National furniture chain Nick Scali says the easing of government restrictions in recent weeks has led to a significant rebound in customer activity, and it now expects orders for the months of May and June to be up 54 per cent on the prior corresponding period.
Given the nature of its business model, Nick Scali expects these orders to translate to a 30 per cent increase in revenue in the first quarter of FY21 and profit growth for the first half of FY21.
Off the back of this, the board has decided to bring forward the 25c interim dividend payment that it had previously deferred to October 2, 2020, to June 29, 2020.
Like many bricks-and-mortar retailers, Nick Scali was impacted by temporary store closures and weak consumer sentiment during the coronavirus outbreak in March and April.
The retailer temporarily closed all stores in Australia and New Zealand in March, and gradually reopened in Australia during April.

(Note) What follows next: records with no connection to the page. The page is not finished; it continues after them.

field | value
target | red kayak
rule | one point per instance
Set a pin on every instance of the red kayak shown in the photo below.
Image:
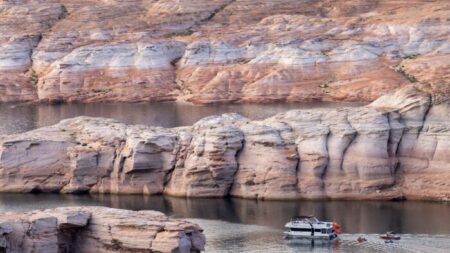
(390, 236)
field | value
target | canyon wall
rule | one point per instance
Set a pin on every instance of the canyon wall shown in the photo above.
(220, 50)
(396, 147)
(97, 229)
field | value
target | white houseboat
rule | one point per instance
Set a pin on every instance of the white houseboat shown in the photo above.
(309, 227)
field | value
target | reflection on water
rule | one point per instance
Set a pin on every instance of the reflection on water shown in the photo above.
(237, 225)
(354, 216)
(20, 118)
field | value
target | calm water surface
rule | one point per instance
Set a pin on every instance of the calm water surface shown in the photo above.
(21, 118)
(237, 225)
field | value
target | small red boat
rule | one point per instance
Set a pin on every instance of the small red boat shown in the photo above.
(389, 236)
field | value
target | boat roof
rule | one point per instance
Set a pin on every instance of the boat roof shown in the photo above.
(303, 217)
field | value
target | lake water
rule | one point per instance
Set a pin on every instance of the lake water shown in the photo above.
(21, 118)
(238, 225)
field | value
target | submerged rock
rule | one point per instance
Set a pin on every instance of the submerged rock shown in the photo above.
(97, 229)
(395, 147)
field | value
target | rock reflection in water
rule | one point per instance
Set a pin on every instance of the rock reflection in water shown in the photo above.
(355, 216)
(21, 118)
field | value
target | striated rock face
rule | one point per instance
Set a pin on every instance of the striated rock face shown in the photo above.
(97, 229)
(220, 50)
(397, 146)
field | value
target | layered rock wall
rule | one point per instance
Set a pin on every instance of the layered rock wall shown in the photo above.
(396, 147)
(97, 229)
(222, 50)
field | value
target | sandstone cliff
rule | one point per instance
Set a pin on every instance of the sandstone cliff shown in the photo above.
(220, 50)
(396, 147)
(97, 229)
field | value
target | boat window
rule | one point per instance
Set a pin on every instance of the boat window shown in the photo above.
(301, 229)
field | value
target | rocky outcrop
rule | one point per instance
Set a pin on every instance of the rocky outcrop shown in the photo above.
(396, 147)
(220, 50)
(97, 229)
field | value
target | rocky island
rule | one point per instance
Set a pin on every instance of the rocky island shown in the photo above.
(396, 147)
(393, 56)
(97, 229)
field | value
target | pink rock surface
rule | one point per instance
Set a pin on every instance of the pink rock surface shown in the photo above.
(207, 51)
(395, 147)
(97, 229)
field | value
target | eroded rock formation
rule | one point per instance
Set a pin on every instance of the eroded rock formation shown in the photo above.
(220, 50)
(397, 146)
(97, 229)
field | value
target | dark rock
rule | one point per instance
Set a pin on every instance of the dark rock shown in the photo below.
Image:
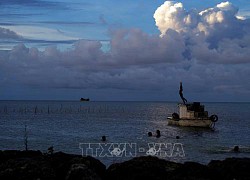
(80, 172)
(231, 168)
(30, 165)
(147, 167)
(192, 170)
(35, 165)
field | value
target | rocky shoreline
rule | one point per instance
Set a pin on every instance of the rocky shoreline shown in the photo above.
(34, 165)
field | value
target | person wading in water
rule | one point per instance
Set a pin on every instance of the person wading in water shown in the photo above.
(181, 94)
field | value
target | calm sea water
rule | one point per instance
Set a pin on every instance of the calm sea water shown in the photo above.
(65, 124)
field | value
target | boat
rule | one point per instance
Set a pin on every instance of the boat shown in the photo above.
(192, 115)
(83, 99)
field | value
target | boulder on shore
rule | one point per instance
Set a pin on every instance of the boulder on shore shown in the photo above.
(27, 165)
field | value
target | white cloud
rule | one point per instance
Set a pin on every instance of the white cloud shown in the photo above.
(208, 49)
(40, 33)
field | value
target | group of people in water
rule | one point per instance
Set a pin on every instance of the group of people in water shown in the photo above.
(158, 134)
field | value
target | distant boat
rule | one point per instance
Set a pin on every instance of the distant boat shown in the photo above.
(83, 99)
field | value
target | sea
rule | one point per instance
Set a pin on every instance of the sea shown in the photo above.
(77, 127)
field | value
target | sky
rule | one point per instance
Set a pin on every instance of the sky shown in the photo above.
(125, 50)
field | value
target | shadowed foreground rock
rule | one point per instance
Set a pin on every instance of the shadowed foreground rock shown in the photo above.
(35, 165)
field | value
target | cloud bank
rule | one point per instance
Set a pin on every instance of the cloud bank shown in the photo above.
(209, 51)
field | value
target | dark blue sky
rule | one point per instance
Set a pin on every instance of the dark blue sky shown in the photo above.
(125, 50)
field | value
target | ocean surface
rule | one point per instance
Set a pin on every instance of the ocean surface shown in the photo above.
(70, 126)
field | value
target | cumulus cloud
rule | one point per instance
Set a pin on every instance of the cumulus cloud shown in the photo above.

Stores in New Zealand only recently reopened at the beginning of June.
Nick Scali says the closures meant it was unable to record approximately $9-11 million of sales in the current financial year, but that the implementation of cost-cutting measures across marketing, employment and property and government support have led to a 15-20 per cent increase in second-half profit in FY20 compared to FY19.
Written sales orders in the H2 period to June 14, 2020, grew by 7 per cent, according to a trading update released on Friday, and written sales orders in the Q4 period to June 14, 2020, grew by 20.4 per cent.
Still, revenue for FY20 overall is expected to be slightly down from FY19, at between $260-263 million, compared to $268 million. And underlying net profit after tax (NPAT) is expected be in the range of $39-40 million for FY20, slightly down from the $42 million recorded in FY19. This figure excludes the impact of the gain on sale of property and the adoption of AASB 16.
Notably, Nick Scali launched a digital sales channel while stores were closed and plans to invest in it further.
The retailer’s management and board thanked staff for their support and attributed the company’s strong performance to their hard work and commitment.